The movie business loved the whole idea of digital audio, but they couldn’t fit that much information onto the soundtrack of a film. German engineer Karlheinz Brandenburg came up with a solution, a digital audio compression protocol that basically trimmed some of the frequencies that were beyond the power of the human ear to perceive and most speakers to reproduce, and further compacted musical data so that a song that might take up 30 megabytes of information on a CD (which generally could hold up to 700 megabytes of data) shrank down to about 3 megabytes of digital data.
He brought this idea to the Motion Picture Experts Group, which adopted Brandenburg’s Audio Layer 3 compression protocol – MPEG 3 for short, or MP3 for shorter, based on the file extension used for these pieces of compressed musical data – as the standard for digital audio compression for film.
Brandenburg’s company decided to make the protocol “open source.” Not that it mattered much in the early 1990s, when computers were comparatively puny and the code would have over-taxed them.
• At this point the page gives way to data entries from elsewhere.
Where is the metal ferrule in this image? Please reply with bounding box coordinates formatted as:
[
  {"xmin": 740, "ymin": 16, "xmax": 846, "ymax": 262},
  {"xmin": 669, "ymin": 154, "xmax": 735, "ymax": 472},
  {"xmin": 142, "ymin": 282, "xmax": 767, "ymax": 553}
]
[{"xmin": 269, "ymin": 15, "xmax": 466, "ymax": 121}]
Initially, it took a dedicated device to actually compress the files.
There is an axiom in the computer world, however, called Moore’s Law, after Intel founder Gordon Moore. In 1965, Moore predicted that the number of transistors that would fit on a micro-processor chip would double every year, thereby doubling the power and speed of the computer. Moore’s Law is a variation on this idea; it basically states that computing power doubles every one or two years. It took five years of this doubling before the higher-powered personal computer could deal with the algorithm for MP3, at which point (around 1995) high-end computer users had the digital muscle needed to “rip” digital CD audio into MP3 files on their own personal computers.
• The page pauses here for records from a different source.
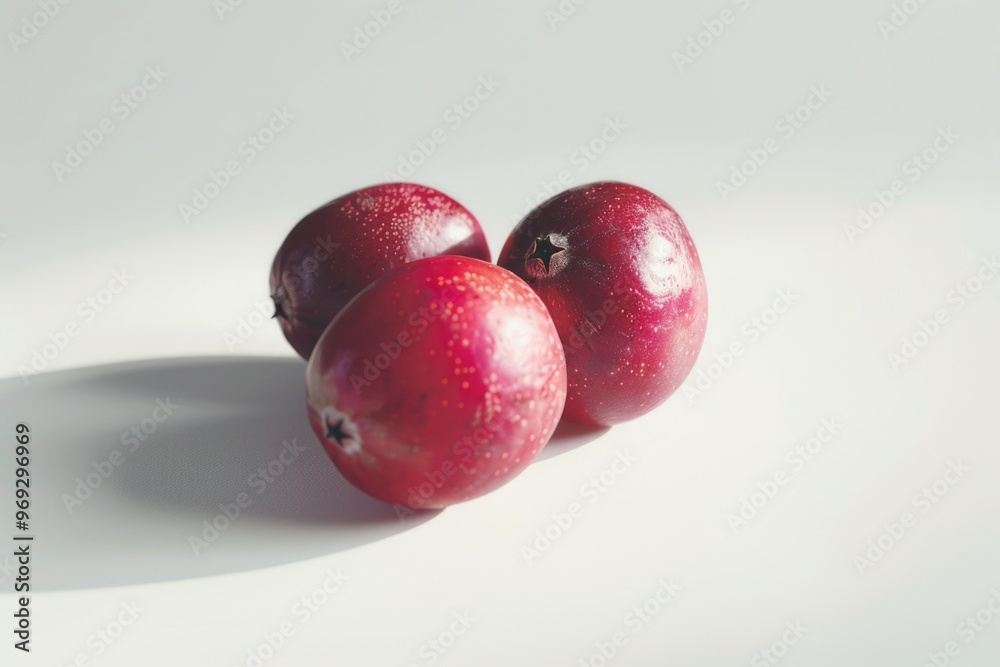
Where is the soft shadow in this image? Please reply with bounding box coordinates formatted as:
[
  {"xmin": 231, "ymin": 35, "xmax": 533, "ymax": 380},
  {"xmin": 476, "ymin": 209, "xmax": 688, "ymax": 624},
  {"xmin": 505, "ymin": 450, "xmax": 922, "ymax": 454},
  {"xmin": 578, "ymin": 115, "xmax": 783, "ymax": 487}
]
[
  {"xmin": 535, "ymin": 420, "xmax": 611, "ymax": 463},
  {"xmin": 0, "ymin": 357, "xmax": 435, "ymax": 590}
]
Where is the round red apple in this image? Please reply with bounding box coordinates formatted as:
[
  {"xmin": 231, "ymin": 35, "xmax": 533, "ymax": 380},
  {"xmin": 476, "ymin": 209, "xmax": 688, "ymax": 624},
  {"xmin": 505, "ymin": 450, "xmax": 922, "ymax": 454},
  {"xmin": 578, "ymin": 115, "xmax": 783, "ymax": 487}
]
[
  {"xmin": 271, "ymin": 183, "xmax": 490, "ymax": 359},
  {"xmin": 497, "ymin": 182, "xmax": 708, "ymax": 426},
  {"xmin": 306, "ymin": 256, "xmax": 566, "ymax": 509}
]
By this time, another development in computing became more and more commonplace. Started as a means for scientists to send data back and forth with relative rapidity, the Internet had been in use by the academic and military communities since the mid-1970s. When the graphical web browser Mosaic was introduced in 1993, however, this potential wellspring of data became more accessible to the computer literate.
This included college students, especially those studying the burgeoning fields of computer engineering and science (in order to perpetuate Moore’s Law). These students discovered Brandenburg’s open-source algorithm, and suddenly, between the high-speed connectivity available on college campuses and this new ability to compress a song encoded onto a CD down to a tenth of its original size, digital music zinged back and forth between students’ computers over the campus networks.
While aware of the phenomenon, the record companies didn’t care too much about it at first. After all, it was only a bunch of college kids, and they couldn’t get the songs away from the computer. People who don’t learn from history are doomed to repeat it. In the 1920s, when radio started its ascendance, the record companies took the attitude, “Why would anyone want to listen to someone else playing records for them when they could play their own?”
However, during the Depression if people had a radio, they didn’t really need to spend 75c apiece on records. Radio provided enough entertainment to make them forget their troubles for a few minutes. In 1921, record sales had topped $100 million. By 1931, they slid to under $20 million, a fall caused, in part, by the record industry’s own hubris in ignoring the appeal of radio.
The industry hadn’t lost this hubris some 70 years later, which shouldn’t surprise people. It ignored the digital transfer of music in 1995 just like it had the rise of radio in 1925 – at its peril. If the record companies had embraced this technology back in 1995, figured out the many ways it could be exploited and then exploited them, the music business might be a much healthier, happier place (in economic terms). Everyone could easily access music instantly anywhere, either by subscription or per piece. Music would have the same kinds of business precautions that prevent the average person from “ripping” a DVD – though new programs to circumvent these safeguards arise faster than the industry can retool to defeat them.